Via this forum I found out how I can make use of a Flow Variable in combination with the GROUP BY node. The example workflow that I found allows me to ‘group by’ my dataset on only one ‘variable’ column.
If you have a fixed number of grouping column you can simply extend your Table Creator node prior to loop start with new columns containing grouping column names. See modified workflow: Groupby with flow var.knwf 1.knwf (14.0 KB)
One additional and hopefully last question.
In the setting of ‘your’ flow is see the following:
In your flow variables “0” and “1” appear in the folder grouByColumns->IncList.
Somehow I don’t manage to get that available in my workflow. What I get is this:
I included my workflow. Please find attached.
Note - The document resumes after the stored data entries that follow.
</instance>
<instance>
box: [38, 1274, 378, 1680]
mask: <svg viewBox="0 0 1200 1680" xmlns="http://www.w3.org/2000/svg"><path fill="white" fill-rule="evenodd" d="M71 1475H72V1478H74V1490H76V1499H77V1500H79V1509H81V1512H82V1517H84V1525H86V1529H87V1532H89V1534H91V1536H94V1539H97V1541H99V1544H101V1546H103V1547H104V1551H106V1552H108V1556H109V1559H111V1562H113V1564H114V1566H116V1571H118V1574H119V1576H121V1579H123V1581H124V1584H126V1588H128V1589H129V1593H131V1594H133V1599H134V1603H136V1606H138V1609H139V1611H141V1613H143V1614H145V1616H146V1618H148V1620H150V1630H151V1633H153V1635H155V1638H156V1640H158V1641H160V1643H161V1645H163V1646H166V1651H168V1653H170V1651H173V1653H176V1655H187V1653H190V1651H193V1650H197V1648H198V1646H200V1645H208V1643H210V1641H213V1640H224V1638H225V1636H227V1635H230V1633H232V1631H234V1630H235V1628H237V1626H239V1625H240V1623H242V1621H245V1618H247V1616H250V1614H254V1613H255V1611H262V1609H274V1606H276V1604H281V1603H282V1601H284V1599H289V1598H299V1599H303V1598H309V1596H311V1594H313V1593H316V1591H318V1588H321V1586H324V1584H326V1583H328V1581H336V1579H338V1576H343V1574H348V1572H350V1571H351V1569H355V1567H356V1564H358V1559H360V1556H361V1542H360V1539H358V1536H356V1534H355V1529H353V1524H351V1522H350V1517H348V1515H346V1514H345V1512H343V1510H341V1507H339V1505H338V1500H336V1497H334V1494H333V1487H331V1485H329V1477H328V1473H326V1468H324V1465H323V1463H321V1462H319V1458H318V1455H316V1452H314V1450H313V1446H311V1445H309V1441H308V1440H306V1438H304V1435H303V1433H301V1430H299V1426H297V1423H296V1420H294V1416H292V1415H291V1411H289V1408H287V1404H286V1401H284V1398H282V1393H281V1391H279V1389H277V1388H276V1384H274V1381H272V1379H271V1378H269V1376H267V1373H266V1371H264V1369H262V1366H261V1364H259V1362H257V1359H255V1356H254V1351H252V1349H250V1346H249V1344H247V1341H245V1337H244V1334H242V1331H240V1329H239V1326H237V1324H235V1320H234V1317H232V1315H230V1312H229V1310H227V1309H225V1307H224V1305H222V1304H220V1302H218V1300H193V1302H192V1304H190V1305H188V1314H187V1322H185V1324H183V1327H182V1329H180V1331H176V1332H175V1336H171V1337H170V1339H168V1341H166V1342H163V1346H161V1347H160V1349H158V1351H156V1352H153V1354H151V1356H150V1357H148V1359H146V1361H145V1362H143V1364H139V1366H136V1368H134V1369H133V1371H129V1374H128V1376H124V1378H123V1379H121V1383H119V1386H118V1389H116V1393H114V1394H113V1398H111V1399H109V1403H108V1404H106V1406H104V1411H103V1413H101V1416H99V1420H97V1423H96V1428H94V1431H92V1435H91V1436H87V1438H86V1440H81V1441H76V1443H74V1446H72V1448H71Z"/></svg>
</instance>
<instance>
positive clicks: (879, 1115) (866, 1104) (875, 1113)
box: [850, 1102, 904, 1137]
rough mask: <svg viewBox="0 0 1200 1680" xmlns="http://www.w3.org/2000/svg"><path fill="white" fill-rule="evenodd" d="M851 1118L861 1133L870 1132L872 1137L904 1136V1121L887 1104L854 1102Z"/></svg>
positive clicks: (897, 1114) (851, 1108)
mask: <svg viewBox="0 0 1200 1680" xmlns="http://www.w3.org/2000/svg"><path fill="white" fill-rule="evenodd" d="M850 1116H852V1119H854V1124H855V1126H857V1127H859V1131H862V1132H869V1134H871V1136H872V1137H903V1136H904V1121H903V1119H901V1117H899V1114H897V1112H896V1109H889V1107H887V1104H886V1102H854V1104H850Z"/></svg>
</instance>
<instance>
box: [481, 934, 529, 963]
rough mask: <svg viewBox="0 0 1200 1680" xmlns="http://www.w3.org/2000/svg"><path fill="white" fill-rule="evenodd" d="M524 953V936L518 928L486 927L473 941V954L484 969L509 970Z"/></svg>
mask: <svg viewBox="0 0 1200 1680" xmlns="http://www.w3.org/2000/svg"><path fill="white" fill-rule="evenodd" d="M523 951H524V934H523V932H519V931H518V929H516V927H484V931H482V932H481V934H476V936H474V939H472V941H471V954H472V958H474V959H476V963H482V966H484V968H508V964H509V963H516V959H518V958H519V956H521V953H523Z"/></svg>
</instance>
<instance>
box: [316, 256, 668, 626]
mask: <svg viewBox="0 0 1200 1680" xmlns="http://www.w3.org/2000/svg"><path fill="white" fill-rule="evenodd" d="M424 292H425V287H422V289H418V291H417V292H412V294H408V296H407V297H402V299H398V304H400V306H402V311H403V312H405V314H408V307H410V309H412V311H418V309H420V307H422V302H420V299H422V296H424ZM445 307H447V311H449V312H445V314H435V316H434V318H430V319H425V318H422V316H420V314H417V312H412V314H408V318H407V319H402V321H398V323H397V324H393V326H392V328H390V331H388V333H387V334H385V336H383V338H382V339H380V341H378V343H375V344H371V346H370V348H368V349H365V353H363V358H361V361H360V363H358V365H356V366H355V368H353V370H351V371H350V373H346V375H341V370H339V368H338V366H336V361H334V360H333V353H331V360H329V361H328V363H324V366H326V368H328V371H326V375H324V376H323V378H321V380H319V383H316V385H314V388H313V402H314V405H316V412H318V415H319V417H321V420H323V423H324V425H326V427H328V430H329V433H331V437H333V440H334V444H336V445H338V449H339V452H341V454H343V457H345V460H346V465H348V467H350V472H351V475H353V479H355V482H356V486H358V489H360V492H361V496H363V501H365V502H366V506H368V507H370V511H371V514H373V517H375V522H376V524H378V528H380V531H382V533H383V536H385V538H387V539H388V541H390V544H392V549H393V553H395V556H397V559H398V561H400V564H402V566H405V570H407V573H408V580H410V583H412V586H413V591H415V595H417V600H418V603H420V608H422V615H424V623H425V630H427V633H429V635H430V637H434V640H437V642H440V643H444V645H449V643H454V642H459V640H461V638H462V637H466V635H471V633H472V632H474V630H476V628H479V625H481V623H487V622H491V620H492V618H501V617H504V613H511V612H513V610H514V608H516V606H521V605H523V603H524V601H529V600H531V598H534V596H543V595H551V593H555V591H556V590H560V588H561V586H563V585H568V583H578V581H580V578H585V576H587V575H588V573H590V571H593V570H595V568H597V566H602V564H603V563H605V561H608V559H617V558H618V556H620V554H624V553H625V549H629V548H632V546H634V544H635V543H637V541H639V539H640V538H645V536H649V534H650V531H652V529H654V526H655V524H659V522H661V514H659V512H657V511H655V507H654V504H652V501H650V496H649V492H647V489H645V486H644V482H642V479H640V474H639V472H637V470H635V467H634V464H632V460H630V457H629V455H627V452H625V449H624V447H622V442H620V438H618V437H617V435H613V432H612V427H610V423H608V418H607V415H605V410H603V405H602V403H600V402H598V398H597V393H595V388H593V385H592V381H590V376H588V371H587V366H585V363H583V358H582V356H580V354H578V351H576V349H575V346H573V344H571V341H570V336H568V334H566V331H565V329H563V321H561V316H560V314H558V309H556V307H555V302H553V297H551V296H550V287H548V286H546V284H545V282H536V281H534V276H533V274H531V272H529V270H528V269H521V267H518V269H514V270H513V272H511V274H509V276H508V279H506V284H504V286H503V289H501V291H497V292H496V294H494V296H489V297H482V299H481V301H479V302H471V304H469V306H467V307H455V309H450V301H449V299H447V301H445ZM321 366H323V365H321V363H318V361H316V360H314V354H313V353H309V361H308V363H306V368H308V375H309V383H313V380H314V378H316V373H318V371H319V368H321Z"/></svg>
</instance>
Many tanks for getting me going!
it depends on the preselection in the node settings. If you’ve select 1 group column you’ll get 1 field in the Flow variables, if you select 2 group columns you’ll get 2 fields, etc.
I hope in future this settings will become more dynamically.
Thanks you for your responses. Also after doing what you said, I stll don’t get the multiple selection possibilities in the Flow Variables. Please see below.
Could you please advice? There must be something that I am not doing correctly…
The strange thing is that when I load the example workflow from @ipazin this feature is working. But when I use it for my own purposes/on my own dataset, the functionality gets lost. Also when I build it from scratch in exactly the same way. Very strange.
I received an example workflow from @ipazin in which he uses a GROUP BY node in combination with Flow Variables. In the tab ‘Flow Variables’ the number of possible columns to select (the variables) moves along with the total columns you drag into the “Groups” tab within the GROUP BY node. This would be normal.
However, when I do the same in my Knime workflow, the number of columns to select as a variabel under “IncList” does not change. So I cant use multiple columns as variable.
I am using version 4.1.0. Do you perhaps have any idea what is going wrong here?
Many thanks for reading and for your reaction in advance!
regarding Flow Variables tab. The setting you have corresponds to KNIME version 4.1 and higher. Workflow I sent you is one I downloaded from your original post and modified. You said you found that example so my guess would be that this workflow was build prior to KNIME 4.1. Why 4.1? Because with this version new flow variables types were introduced including collection type that is now available in GroupBy node both for included and exclude columns. This actually makes easier to dynamically control GroupBy node. Unfortunately this is not the case when using loop as Table Row to Variable Loop Start doesn’t yet support new flow variables types.
Now to workaround which isn’t too bad. Using Chunk Loop Start you take row by row and create flow variable of Collection type inside loop using Table Row to Variable node.
in each iteration after GroupBy node you’ll end up with different table cause you have different grouping columns so you need to check Allow table changing specifications option in Loop End node.